Allerdings funktioniere dies auch nur dann, wenn bloß eine Lehrkraft ausfällt. Sollten mehrere Lehrkräfte erkranken, sei dies eine kaum zu schaffende Herausforderung in der kleinen Grundschule, so Karstädt.„Bei uns wäre es eine richtige Katastrophe, wenn eine Kollegin oder ein Kollege hier wegbricht. Dann müsste man im schlimmsten Fall Klassen zusammenlegen. Das ist aber auch eigentlich unmöglich, da die Klassenräume dafür zu klein sind“, verdeutlicht die Schulleiterin.

Aktuell gebe es in der Niegripper Grundschule keine volle Stundenzahl, das heißt: Es gibt Stunden, die von fachfremden Lehrkräften unterrichtet werden müssen. „Das kann doch nicht das Wahre sein“, meint Karstädt und schaut pessimistisch in die Zukunft: „Es müssen mehr Anreize geschaffen werden, die den Beruf wieder attraktiver machen. Ansonsten wird sich nichts ändern.“

Ein Anreiz könnte zum Beispiel finanzieller Natur sein, so Stefan Thurmann, Pressesprecher des Ministeriums für Bildung im Land Sachsen-​Anhalt. „Für besonders schwer zu besetzende Stellen gibt es einen finanziellen Anreiz in Höhe von 500 Euro. Zum Beispiel in der Sekundarschule Parey gab es zwei solcher Stellen“, erzählt Thurmann.

Das Pilotprojekt in Gardelegen sei auch ein gutes Beispiel, wie Lehramtsstudenten aufs Land gelockt werden können. „Gardelegen bietet Stipendien in Höhe von 300 Euro für Lehramtsstudenten an, die sich nach ihrem Studium für eine gewisse Zeit verpflichten, in Gardelegen zu unterrichten“, erläutert Thurmann die Methode.

Im Jerichower Land waren in der vergangenen Ausschreibungsrunde 28 Lehrerstellen zu besetzen gewesen. Davon konnten allerdings lediglich sechs Plätze besetzt werden, teilt Thurmann mit.
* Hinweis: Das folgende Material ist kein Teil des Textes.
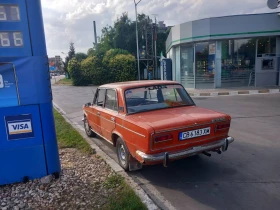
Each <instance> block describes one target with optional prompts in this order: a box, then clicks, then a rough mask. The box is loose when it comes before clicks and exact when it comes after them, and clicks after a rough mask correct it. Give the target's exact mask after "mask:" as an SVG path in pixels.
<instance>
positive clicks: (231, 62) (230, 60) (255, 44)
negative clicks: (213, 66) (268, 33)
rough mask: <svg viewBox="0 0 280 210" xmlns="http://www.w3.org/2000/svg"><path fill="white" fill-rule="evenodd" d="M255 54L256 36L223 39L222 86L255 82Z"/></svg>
mask: <svg viewBox="0 0 280 210" xmlns="http://www.w3.org/2000/svg"><path fill="white" fill-rule="evenodd" d="M255 55H256V38H252V39H237V40H224V41H222V79H221V80H222V87H232V86H247V85H248V84H249V83H252V84H253V83H254V81H253V80H252V79H253V78H254V71H255V57H256V56H255ZM250 80H251V81H250Z"/></svg>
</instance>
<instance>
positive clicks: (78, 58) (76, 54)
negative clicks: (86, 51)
mask: <svg viewBox="0 0 280 210" xmlns="http://www.w3.org/2000/svg"><path fill="white" fill-rule="evenodd" d="M75 58H76V59H77V61H78V62H82V60H84V59H86V58H87V54H85V53H81V52H79V53H76V54H75Z"/></svg>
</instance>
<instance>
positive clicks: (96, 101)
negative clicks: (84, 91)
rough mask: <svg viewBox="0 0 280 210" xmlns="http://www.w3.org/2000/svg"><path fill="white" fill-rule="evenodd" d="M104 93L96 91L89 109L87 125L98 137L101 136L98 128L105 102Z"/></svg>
mask: <svg viewBox="0 0 280 210" xmlns="http://www.w3.org/2000/svg"><path fill="white" fill-rule="evenodd" d="M105 92H106V89H100V88H99V89H97V91H96V94H95V97H94V101H93V104H92V106H91V107H90V112H89V114H90V117H89V123H90V126H91V127H92V129H93V130H94V132H96V133H97V134H99V135H102V132H101V128H100V126H101V125H100V115H101V112H102V109H103V106H104V102H105Z"/></svg>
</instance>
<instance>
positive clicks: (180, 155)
mask: <svg viewBox="0 0 280 210" xmlns="http://www.w3.org/2000/svg"><path fill="white" fill-rule="evenodd" d="M233 141H234V138H233V137H231V136H229V137H227V138H224V139H221V140H218V141H216V142H212V143H209V144H204V145H201V146H195V147H192V148H189V149H186V150H181V151H177V152H171V153H167V152H161V153H158V154H153V155H149V154H145V153H144V152H142V151H140V150H137V151H136V154H137V155H138V156H140V157H141V158H142V159H143V160H144V161H145V162H155V161H165V159H166V157H167V156H168V159H169V160H174V159H178V158H182V157H187V156H192V155H196V154H198V153H201V152H204V151H209V150H212V149H215V148H217V147H222V150H223V151H226V150H227V147H228V145H229V144H230V143H232V142H233Z"/></svg>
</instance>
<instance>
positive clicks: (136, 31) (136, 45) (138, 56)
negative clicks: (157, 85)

Doch im November soll ein weiterer Versuch unternommen werden. Die Hoffnung liege dann vor allem bei den Referendaren, die kurz vor ihrem Abschluss stehen. Ein schwacher Trost: In anderen Landstrichen Sachsen-Anhalts sei die Situation noch angespannter als im Jerichower Land. Eine Prognose, wie viele Lehrkräfte zum kommenden Schuljahr in den Ruhestand gehen werden, stellt Thurmann jedoch nicht an. „Früher konnte eine genauere Prognose gemacht werden. Die Rechnung geht jetzt allerdings durch den flexiblen Eintritt in den Ruhestand nicht mehr auf.“ Zum Ende des Schuljahrs seien in diesem Jahr in Sachsen-Anhalt 400 Lehrkräfte in den Ruhestand gegangen. „Das war für uns aber ein erwartbarer Wert“, erklärt Thurmann.